Held on all three levels of the 100,000-square-foot space, the evening was as curiously star-studded as a Robert Altman film. Think Desperate Housewives star Marcia Cross, actor Alan Cumming and Rumer Willis (daughter of Mr. Die Hard). Meanwhile, some guests could not help but scratch their heads over the juxtaposition of Dave Navarro as emcee and Patti Labelle as special guest performer.
But in the same way that tattooed guitarist and soul diva represent opposite ends of the music spectrum, they actually offered a parallel for the range of what Vancouverites consider fashionable. Indeed, while the emergence of Tiffany & Co., Hermès and Coach may slowly be turning Burrard Street into a mini-Bloor Street, there's still a good portion of the population that is just as happy to wear fleece.
"This is really good for Vancouver," said Dace Moore, in a blouse with pleated bib from her namesake Canadian line, which is carried at Holts. "When I went to design school, there were not many places to see what was in the magazines."
Friend and local boutique owner Michelle Rizzardo agreed. "The Vancouver fashion scene is totally changing. People are researching fashion more and feeling more creative and energetic."
To be sure, the city is not about to edge out Paris, Milan or Tokyo. But a wintry cranberry satin blazer and picnic-appropriate seersucker - these men apparently dress for all seasons - were balanced by a stunning Vivien Westwood jacket courtesy of Graham Gartside, a former Brit who now works in public relations.
Yeny Oh, one of the finalists for this paper's Canada's Most Stylish contest, defended her hometown. "People have a negative idea of hippie style. But hippie style is very free, as in, 'If I feel like wearing a turban, I will,' " said Oh, who was sporting a cute skullcap.
Her tunic dress was restrained compared with Meg Sintzel and Mary Lou Gazeley, both dressed fittingly in magenta. Though they were standing together, they had just been introduced through a mutual friend. "It's the only thing I own that isn't black," Gazeley said.
Conversely, Rachel Fisher and Lena Marie Millard did not use their identical BCBG black and white dresses as an opportunity to become fast friends. "It's all fun," said Fisher, a lawyer, without a trace of high school embarrassment.
"I'm obviously wearing something appropriate."

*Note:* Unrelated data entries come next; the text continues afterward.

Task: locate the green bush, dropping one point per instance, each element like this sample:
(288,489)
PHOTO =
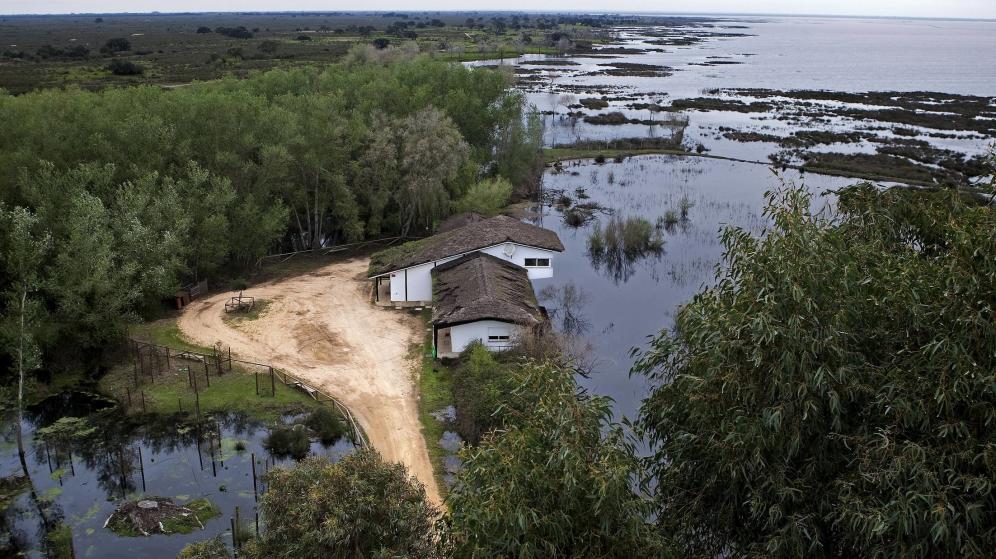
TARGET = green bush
(120,67)
(207,549)
(327,425)
(480,383)
(288,440)
(833,392)
(487,197)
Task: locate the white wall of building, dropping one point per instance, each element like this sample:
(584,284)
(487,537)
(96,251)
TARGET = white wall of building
(415,284)
(463,335)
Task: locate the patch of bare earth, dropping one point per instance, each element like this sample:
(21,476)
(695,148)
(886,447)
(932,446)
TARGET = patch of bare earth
(322,327)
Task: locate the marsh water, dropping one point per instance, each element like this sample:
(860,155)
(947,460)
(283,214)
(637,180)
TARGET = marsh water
(86,480)
(617,305)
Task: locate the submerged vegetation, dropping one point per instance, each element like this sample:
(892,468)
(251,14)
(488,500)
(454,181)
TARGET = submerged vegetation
(621,243)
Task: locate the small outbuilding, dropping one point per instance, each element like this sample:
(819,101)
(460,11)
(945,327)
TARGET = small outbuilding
(479,297)
(402,276)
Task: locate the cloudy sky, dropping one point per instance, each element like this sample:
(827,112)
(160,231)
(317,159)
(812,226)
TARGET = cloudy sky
(910,8)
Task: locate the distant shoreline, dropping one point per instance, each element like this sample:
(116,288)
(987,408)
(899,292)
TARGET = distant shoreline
(531,12)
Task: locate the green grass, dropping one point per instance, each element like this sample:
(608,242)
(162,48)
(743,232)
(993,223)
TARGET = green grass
(166,332)
(203,509)
(435,393)
(235,319)
(233,391)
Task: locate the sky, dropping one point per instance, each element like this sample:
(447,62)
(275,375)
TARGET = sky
(902,8)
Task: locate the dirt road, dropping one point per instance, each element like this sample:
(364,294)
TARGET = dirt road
(322,327)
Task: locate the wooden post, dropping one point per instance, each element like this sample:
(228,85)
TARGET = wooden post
(254,494)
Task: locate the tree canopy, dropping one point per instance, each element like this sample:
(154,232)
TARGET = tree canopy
(357,507)
(833,393)
(142,190)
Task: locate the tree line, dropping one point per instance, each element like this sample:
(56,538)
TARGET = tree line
(830,395)
(125,194)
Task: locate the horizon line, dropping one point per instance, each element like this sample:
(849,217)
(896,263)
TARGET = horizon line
(499,11)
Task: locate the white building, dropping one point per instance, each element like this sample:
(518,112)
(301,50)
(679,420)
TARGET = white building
(402,275)
(480,297)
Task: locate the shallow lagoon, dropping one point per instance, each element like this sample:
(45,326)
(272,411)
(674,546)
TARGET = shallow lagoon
(164,457)
(623,304)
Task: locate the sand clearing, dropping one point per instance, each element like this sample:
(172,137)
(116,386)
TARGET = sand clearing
(322,327)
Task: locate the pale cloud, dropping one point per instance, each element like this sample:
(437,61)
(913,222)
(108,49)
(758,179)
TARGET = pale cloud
(896,8)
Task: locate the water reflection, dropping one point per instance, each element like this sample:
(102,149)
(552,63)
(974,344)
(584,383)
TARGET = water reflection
(84,465)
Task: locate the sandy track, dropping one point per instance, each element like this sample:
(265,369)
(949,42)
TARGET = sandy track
(322,327)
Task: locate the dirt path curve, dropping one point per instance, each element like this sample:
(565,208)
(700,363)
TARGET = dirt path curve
(321,327)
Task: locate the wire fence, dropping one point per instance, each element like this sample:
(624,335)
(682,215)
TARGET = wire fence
(152,362)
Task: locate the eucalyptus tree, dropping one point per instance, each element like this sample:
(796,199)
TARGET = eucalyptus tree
(559,479)
(833,393)
(356,507)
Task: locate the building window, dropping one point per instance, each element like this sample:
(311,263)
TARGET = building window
(498,335)
(537,262)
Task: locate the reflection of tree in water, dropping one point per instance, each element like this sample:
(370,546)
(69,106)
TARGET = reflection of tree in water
(616,248)
(565,303)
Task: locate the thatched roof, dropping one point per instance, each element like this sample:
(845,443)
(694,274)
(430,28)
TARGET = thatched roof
(482,287)
(470,237)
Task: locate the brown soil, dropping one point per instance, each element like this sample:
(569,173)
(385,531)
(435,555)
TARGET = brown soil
(322,327)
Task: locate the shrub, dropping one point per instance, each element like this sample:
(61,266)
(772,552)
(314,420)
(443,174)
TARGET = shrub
(288,440)
(327,425)
(118,44)
(208,549)
(239,32)
(357,507)
(832,392)
(120,67)
(487,197)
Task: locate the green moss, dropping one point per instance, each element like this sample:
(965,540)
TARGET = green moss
(166,332)
(60,541)
(435,393)
(203,509)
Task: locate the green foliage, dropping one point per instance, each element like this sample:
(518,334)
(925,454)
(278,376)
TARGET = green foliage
(67,429)
(141,190)
(480,390)
(833,393)
(487,197)
(556,482)
(326,424)
(288,440)
(120,67)
(208,549)
(357,507)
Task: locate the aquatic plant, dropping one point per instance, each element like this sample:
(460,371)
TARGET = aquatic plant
(288,440)
(327,425)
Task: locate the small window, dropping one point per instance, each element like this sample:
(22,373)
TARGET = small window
(498,335)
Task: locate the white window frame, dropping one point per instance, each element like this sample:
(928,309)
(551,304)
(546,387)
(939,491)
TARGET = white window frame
(536,262)
(499,335)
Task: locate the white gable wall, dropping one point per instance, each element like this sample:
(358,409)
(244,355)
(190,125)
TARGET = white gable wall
(463,335)
(414,284)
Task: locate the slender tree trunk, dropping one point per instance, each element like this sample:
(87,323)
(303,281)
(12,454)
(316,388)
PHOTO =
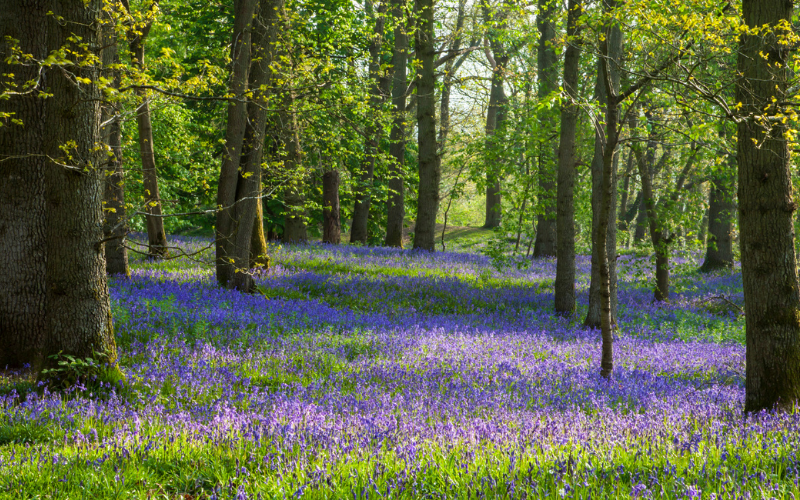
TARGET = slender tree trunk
(719,250)
(258,242)
(766,209)
(565,217)
(396,204)
(52,269)
(249,249)
(660,242)
(545,245)
(331,228)
(622,224)
(156,235)
(226,229)
(294,227)
(601,145)
(429,161)
(701,234)
(495,115)
(115,227)
(363,190)
(495,112)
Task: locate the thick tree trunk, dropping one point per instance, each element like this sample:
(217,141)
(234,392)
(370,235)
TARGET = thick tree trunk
(396,204)
(601,144)
(258,242)
(247,229)
(429,161)
(545,245)
(495,112)
(719,249)
(565,217)
(156,235)
(363,188)
(766,209)
(331,228)
(622,223)
(52,270)
(294,226)
(115,226)
(226,228)
(660,242)
(495,115)
(701,234)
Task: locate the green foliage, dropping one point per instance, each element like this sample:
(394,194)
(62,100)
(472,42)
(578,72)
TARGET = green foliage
(64,371)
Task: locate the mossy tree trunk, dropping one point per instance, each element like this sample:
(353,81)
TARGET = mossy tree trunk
(52,266)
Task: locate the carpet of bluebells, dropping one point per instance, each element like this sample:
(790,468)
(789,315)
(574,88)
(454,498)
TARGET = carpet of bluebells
(379,373)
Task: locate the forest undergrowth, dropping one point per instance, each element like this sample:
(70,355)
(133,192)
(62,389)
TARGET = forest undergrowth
(360,372)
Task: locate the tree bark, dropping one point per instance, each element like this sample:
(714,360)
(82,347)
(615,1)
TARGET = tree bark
(545,245)
(363,189)
(495,113)
(294,226)
(660,242)
(719,246)
(226,229)
(331,228)
(429,161)
(766,208)
(115,226)
(52,269)
(396,204)
(247,224)
(602,143)
(565,217)
(156,235)
(622,223)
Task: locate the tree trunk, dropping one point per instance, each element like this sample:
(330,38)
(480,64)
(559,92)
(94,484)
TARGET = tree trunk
(156,235)
(294,226)
(396,204)
(766,208)
(429,161)
(622,223)
(719,249)
(247,231)
(331,228)
(363,188)
(601,144)
(226,229)
(545,245)
(52,270)
(115,226)
(565,217)
(660,242)
(258,243)
(701,234)
(495,113)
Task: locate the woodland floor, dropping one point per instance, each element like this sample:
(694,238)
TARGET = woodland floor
(365,372)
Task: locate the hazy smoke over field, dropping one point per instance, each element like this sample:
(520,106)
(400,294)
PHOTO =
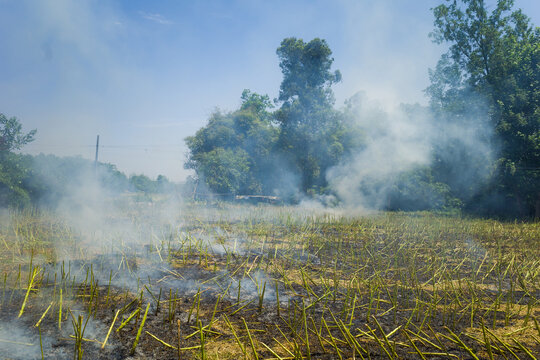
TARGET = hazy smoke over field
(405,139)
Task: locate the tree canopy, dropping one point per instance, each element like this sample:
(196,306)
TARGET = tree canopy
(494,58)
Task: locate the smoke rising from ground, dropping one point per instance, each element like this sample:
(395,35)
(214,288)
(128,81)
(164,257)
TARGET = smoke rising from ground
(399,140)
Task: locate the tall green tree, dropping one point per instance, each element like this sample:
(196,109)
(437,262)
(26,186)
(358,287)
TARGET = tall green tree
(311,129)
(494,56)
(13,167)
(232,154)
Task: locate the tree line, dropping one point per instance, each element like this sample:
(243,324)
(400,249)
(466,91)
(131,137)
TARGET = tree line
(488,79)
(488,83)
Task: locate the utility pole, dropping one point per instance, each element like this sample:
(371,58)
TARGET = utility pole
(97,148)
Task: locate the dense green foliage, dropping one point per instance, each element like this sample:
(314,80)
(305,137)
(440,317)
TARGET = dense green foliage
(484,158)
(13,169)
(485,90)
(494,58)
(254,151)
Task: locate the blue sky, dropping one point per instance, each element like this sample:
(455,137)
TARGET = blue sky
(146,74)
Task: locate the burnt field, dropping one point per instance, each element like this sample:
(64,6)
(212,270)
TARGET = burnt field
(261,282)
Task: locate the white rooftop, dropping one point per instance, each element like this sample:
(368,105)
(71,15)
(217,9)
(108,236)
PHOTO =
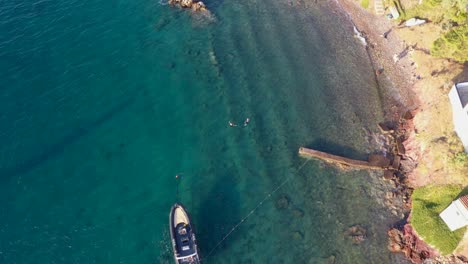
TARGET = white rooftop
(459,99)
(456,215)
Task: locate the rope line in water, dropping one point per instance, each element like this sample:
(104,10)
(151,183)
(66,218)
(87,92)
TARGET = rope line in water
(255,209)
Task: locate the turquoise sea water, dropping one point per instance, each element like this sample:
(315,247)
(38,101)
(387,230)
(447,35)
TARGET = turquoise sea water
(102,103)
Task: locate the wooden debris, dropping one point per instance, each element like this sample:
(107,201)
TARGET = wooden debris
(376,162)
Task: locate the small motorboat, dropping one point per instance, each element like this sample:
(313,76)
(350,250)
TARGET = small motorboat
(184,243)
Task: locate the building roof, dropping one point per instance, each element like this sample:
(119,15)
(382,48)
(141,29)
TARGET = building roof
(464,200)
(462,89)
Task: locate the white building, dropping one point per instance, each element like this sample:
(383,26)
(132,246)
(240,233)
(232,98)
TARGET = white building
(456,215)
(459,100)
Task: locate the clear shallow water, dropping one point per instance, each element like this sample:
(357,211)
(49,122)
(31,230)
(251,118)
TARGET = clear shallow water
(103,103)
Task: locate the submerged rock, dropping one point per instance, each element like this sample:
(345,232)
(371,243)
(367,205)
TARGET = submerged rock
(298,213)
(297,235)
(196,6)
(282,202)
(357,233)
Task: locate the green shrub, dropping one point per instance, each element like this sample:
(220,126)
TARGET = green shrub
(460,159)
(428,203)
(453,45)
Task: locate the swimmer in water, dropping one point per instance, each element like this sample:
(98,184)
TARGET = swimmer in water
(246,122)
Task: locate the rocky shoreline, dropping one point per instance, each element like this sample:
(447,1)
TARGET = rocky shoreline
(395,73)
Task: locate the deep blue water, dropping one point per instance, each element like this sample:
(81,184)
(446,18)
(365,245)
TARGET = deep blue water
(102,103)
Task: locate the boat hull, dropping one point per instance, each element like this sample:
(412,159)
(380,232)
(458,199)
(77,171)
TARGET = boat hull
(184,243)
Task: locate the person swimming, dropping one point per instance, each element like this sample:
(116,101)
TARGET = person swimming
(246,122)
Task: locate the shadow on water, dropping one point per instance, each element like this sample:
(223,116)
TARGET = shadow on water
(322,144)
(57,148)
(218,214)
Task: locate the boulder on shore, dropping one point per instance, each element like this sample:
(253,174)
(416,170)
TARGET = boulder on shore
(196,6)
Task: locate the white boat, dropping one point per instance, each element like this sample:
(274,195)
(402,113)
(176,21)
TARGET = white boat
(184,243)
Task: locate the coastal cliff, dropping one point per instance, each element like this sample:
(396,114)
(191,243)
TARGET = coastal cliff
(417,82)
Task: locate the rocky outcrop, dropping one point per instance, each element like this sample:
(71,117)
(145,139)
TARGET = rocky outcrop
(405,240)
(357,234)
(196,6)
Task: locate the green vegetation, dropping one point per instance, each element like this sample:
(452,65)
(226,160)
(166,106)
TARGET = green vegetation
(454,44)
(460,160)
(452,15)
(428,203)
(365,3)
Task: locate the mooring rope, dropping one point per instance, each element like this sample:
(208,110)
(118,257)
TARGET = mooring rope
(253,210)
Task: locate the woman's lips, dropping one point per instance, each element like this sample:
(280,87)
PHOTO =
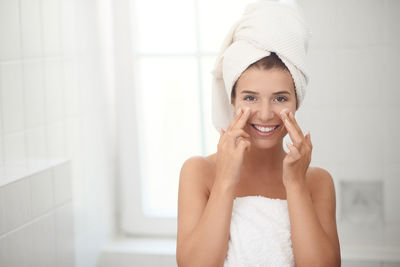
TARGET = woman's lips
(265,133)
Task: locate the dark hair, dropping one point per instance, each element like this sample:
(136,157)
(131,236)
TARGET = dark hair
(266,63)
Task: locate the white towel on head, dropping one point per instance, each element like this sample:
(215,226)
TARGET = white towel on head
(266,26)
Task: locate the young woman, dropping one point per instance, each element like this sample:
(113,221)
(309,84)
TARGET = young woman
(251,203)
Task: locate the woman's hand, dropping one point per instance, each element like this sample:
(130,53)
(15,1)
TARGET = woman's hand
(296,162)
(231,147)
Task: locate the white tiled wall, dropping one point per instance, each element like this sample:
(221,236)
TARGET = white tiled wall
(54,106)
(352,108)
(37,226)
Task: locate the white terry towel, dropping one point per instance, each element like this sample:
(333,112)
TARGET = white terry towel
(266,26)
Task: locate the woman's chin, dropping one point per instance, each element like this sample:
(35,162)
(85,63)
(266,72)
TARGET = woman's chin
(265,144)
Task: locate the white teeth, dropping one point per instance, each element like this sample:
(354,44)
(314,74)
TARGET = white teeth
(264,129)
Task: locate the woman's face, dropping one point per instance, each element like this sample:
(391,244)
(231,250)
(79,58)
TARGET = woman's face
(266,93)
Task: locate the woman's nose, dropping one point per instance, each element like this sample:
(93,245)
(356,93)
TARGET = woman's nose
(265,113)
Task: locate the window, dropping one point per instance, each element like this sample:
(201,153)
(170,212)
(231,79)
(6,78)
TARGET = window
(174,48)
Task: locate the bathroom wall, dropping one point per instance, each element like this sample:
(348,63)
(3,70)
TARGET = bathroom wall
(352,108)
(36,219)
(56,105)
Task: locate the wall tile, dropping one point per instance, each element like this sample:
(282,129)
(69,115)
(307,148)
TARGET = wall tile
(4,255)
(51,27)
(360,23)
(321,90)
(65,236)
(10,40)
(392,235)
(56,140)
(62,183)
(53,90)
(18,208)
(34,93)
(358,82)
(20,247)
(36,146)
(69,27)
(390,129)
(391,29)
(72,92)
(14,151)
(31,28)
(391,193)
(359,153)
(12,97)
(362,202)
(322,17)
(2,213)
(44,242)
(42,192)
(389,88)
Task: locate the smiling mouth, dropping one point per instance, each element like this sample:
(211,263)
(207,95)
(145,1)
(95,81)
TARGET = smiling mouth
(264,129)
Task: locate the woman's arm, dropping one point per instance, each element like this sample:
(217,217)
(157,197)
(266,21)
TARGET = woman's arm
(313,221)
(203,222)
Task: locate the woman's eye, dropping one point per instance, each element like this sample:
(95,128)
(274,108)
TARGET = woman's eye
(249,97)
(281,97)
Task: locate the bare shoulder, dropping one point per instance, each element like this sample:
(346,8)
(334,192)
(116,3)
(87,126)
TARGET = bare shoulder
(323,196)
(193,196)
(320,182)
(199,170)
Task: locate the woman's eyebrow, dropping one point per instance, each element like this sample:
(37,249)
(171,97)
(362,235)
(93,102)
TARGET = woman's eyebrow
(256,93)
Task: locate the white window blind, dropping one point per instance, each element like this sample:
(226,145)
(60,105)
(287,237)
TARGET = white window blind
(174,46)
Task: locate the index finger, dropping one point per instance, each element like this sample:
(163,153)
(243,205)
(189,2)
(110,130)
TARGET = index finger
(235,119)
(243,119)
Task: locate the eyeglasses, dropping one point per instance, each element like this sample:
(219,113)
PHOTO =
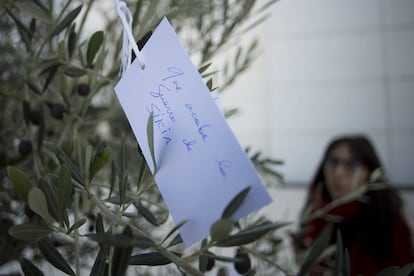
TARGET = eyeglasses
(334,162)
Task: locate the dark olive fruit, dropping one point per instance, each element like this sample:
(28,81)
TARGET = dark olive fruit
(210,263)
(36,117)
(83,89)
(57,110)
(29,212)
(244,265)
(25,147)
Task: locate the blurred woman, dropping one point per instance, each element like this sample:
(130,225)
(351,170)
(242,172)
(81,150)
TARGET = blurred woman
(349,193)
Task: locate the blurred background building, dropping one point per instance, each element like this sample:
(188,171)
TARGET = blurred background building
(330,67)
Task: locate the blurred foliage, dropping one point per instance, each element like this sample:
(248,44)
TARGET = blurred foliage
(75,192)
(74,184)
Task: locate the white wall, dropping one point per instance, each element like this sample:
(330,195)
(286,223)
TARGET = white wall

Eating in a store inevitably feels awkward and to that extent, more people sipped on the generous supply of Moët than gnawed on lamb chops (or perhaps there were more vegans than carnivores). The Thomas Haas chocolate, on the other hand, proved particularly welcome around 11 p.m.
Earlier in the evening, Holt Renfrew president and chief executive officer Caryn Lerner, wearing a sleeveless ivory dress by Canadian label Ruffian, said, "Our customers travel the world and fashion knows no boundaries."
Which is another way of saying Vancouverites have a unique way of interpreting the merchandise. One of the evening's most eccentric guests, decorator and sometimes-singer Lindsay Wells, topped his relatively tame white suit and black T-shirt with a black wig that channelled Einstein - to hide a bad haircut, he said. Equally noticeable were his accessories, which included an Alexander McQueen skull-patterned scarf, David Yurman necklaces and a Pippo chronograph watch.
When he arrived with his partner, Bill Crozier, the crowd responded as if he was someone famous. "The last time we experienced something like this was probably the Planet Hollywood opening. And we all know that didn't last," he said, referring to the demise of the chain's Vancouver outpost.
Yes, celebrities can add life to a party but the lifeblood of a store depends on loyal customers, especially those as unique, if not deep-pocketed, as Wells. "I'm at the store almost every day," he said, standing near the performance of a Chinese acrobatic troupe. "This will be my second home."